Given the strong association of NAFLD with metabolic syndrome as well as the worldwide epidemic of obesity, the prevalence of NAFLD and NASH are increasing. In the US alone, an estimated one-third of the population has NAFLD and approximately 2–5% have NASH. Within the NAFLD spectrum, only patients with histologically proven NASH develop progressive liver disease. Progression seems more likely in the setting of diabetes, insulin resistance and other pre-existing conditions.

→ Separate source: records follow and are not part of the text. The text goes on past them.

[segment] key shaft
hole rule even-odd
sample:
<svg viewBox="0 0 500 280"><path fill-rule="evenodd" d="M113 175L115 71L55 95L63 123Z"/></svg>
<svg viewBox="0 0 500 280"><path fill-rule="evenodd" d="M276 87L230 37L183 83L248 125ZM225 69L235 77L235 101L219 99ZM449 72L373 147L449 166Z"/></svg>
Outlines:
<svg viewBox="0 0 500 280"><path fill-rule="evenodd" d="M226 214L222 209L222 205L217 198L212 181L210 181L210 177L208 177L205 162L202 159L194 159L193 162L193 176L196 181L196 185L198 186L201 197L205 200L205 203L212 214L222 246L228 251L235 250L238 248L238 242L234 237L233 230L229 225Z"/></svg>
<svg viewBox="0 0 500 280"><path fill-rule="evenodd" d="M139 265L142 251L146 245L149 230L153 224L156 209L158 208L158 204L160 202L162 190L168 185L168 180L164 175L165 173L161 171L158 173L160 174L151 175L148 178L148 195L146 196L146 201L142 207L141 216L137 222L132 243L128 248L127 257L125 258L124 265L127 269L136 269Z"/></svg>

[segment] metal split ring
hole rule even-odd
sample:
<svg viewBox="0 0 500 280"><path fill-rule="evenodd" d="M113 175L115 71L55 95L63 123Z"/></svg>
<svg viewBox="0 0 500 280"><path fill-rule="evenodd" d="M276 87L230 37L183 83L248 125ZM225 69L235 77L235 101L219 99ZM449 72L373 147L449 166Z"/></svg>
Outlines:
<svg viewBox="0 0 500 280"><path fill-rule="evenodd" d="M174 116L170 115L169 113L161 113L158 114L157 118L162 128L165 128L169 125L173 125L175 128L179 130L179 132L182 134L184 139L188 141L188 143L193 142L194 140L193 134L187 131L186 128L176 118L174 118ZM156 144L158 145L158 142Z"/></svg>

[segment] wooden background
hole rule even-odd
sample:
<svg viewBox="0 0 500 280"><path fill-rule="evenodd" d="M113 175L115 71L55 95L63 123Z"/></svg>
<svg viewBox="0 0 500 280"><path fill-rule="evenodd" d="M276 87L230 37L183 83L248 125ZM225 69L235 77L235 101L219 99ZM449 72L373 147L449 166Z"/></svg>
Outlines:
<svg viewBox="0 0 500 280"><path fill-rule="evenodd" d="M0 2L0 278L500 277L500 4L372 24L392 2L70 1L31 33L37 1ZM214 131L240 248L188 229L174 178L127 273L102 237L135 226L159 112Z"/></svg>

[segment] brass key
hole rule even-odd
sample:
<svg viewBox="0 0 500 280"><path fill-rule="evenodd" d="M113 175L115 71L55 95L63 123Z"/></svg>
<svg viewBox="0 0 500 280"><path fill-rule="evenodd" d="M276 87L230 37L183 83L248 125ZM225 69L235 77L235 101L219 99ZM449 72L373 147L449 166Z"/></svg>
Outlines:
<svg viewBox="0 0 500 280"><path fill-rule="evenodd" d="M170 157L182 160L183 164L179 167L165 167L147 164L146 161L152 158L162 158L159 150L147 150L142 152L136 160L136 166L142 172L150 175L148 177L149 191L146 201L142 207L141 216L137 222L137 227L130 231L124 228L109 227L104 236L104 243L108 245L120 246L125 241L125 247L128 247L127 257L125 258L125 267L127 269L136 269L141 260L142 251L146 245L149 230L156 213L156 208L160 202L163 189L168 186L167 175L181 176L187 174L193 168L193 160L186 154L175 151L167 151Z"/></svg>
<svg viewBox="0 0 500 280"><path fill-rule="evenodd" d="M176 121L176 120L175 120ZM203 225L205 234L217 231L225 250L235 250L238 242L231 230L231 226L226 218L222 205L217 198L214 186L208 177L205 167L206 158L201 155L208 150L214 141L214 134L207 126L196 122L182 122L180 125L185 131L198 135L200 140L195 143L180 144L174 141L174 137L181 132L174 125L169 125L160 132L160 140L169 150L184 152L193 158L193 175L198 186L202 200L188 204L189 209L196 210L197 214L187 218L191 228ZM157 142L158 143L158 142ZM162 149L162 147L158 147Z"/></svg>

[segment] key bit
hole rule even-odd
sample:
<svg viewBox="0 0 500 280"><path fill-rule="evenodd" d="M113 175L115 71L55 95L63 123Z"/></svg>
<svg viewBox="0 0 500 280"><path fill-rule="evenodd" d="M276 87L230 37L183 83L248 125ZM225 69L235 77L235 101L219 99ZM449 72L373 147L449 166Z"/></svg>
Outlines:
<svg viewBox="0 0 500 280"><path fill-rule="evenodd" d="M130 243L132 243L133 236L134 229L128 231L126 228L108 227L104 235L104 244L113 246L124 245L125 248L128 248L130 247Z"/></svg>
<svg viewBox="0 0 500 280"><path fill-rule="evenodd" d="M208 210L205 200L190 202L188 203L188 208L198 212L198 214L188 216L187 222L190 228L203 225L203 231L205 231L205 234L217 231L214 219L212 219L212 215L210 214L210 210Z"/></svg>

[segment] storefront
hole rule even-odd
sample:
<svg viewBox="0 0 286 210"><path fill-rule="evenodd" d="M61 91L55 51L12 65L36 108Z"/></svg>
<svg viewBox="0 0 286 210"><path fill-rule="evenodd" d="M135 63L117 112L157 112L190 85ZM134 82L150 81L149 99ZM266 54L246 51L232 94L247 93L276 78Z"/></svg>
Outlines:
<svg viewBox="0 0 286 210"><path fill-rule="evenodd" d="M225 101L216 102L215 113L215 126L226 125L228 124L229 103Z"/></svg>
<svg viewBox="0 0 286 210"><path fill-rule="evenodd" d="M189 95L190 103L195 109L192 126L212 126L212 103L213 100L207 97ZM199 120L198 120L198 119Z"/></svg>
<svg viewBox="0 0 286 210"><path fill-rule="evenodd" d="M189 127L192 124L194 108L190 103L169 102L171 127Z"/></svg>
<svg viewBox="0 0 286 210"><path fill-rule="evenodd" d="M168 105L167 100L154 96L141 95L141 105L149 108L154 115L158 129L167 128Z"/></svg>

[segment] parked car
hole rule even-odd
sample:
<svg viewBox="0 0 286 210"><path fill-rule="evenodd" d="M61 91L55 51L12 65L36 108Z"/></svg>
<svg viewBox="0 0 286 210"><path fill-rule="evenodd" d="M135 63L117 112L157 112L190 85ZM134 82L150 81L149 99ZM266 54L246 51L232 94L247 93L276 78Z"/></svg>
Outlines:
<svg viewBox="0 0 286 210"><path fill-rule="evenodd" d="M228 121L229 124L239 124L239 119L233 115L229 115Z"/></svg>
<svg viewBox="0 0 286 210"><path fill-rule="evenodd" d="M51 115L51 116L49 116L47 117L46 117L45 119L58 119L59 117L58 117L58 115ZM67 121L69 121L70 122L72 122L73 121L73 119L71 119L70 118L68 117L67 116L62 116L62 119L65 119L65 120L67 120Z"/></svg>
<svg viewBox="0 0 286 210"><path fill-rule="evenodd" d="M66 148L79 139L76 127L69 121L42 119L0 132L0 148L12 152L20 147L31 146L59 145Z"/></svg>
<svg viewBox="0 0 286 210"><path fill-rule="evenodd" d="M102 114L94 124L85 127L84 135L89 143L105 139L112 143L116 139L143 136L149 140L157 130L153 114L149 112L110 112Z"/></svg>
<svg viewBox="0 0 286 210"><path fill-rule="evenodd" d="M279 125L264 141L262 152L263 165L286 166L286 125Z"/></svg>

The majority of the epidemiological studies summarised in this manuscript are based on a relatively small number of patients assessed with different pathological protocols, radiological modalities, or serum biomarkers and are followed for relatively short periods. This circumstance presents several important challenges for assessing the epidemiology of NAFLD. We lack well designed prospective studies profiling large, preferably ethnic-specific cohorts of patients with well characterised NAFLD who are followed for long periods. It is also important to develop consensus on the histological definition of NASH and other subtypes of NAFLD, because they are important for determining study inclusion at baseline. The cost and invasiveness of liver biopsy make it a less attractive modality for assessing long-term outcomes. Although many non-invasive biomarkers for NAFLD assessment have been developed, only some provide strong evidence of external validation.117 Finally, the most important outcomes of mortality, morbidity and resource utilisation are studied only in limited cohorts of NAFLD patients. Therefore, because we expect the future prevalence and impact of NASH to increase with the obesity epidemic, we need to perform larger, longitudinal studies that assess the long-term natural history of NAFLD with validated, non-invasive biomarkers and by integrating morbidity and mortality data. Studies of this kind will provide the type of evidence needed to encourage clinicians, researchers and health policy experts to focus on NAFLD as one of the most common chronic human diseases worldwide.
Declaration of personal and funding interests: None.